The data is sourced from the https://www.football-data.co.uk/ website, datasets range starts from 1993 up to current year.
You need to have Python version >=3.5:
- Install requirements using
pip install -r scripts/requirements.txt - Fetch and process league data:
python scripts/process.py - Generate datapackage.json for each dataset:
python scripts/package.py
Up-to-date (auto-updates every day) football dataset could be found on the datahub.io: https://datahub.io/football/football-datasets
Each directory in datasets/ directory is a data package. It has a common schema.json for all its resources. You need to run python scripts/package.py from the root directory to generate datapackage.json for each data package.

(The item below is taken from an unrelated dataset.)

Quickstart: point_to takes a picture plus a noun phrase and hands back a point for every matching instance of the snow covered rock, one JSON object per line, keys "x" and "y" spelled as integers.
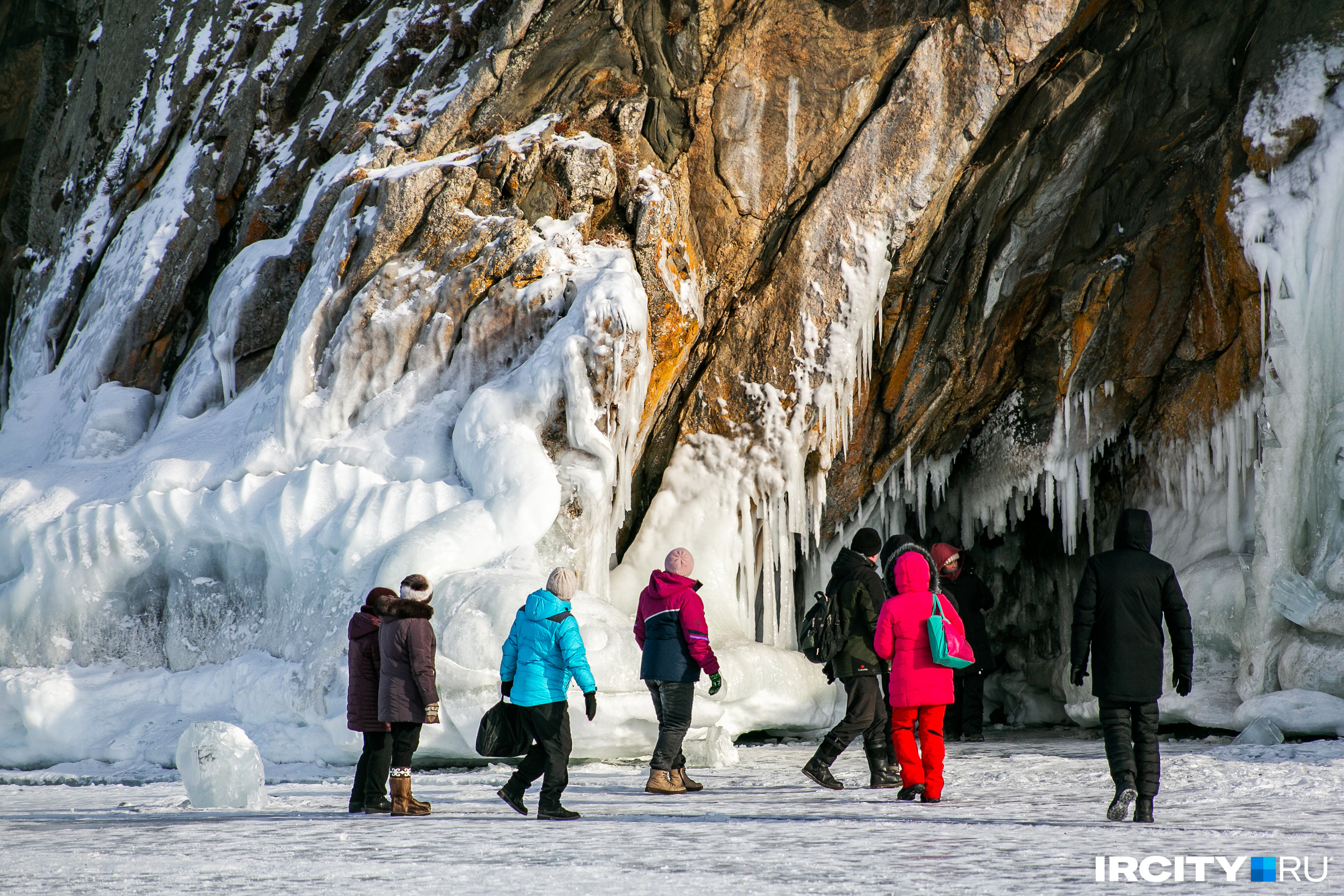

The league datasets are made available under the Public Domain Dedication and License v1.0 whose full text can be found at: http://www.opendatacommons.org/licenses/pddl/1.0/
The World Cup dataset is derived from the Fjelstul World Cup Database and is published under the Creative Commons Attribution-ShareAlike 4.0 International (CC-BY-SA 4.0) license. Attribution: Joshua C. Fjelstul, Ph.D.